# Fence extension



## Zerk (Jun 24, 2014)

I wanted to build a tablesaw fence extension, and sacrificial fence for dado on the end of boards. 

I got some 3/4 birch plywood and cut 4" srips, 42". Going to drill and put in bolts to slide on T slots. Figure could use this one another on router table too.

I was surprised how springy they are. They are not sitting flat. It did get left out in my truck supported on tailgate for couple hours.

Is this a bad choice in wood? Did I wreck it leaving it out? I glued and screwed to strips together. Seems ok, one was flat.

Was this just a bad idea? In the past I used oak boards, but I thought they could warp over time.


Some of this is for dadoing ends of boards, some is just tryng to get better cuts with a longer fence. Was supposed to be 48" But I cut some other stuff out of the sheet. So this was a cut from length, not end. 


Thanks


----------



## RainMan 2.0 (May 6, 2014)

Sorry if this doesn't help , but this is what I did .

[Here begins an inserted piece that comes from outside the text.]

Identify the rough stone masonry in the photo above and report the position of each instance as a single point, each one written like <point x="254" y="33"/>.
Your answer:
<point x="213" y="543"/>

I used that particular board that has a melamine finish , and a piece of MDF in the middle for a sacrificial fence and it worked well . I'm a big fan of Baltic birch , but not sure how well it would work for a long fence . To flimsy imo . 
I bought those aluminum T tracks as well and use it to hold feather boards for doing dado's 

I used a couple pieces of MDF to provide a guide on the drill press , as you want those holes placed accurately for those T slots 


Here's a better pic of what the guide looks like on the drill press . Basically a piece for of MDF glued and air nailed to a bigger piece providing a way to get accurate holes in the material 


Here I dadoed out slots for the aluminum T slot .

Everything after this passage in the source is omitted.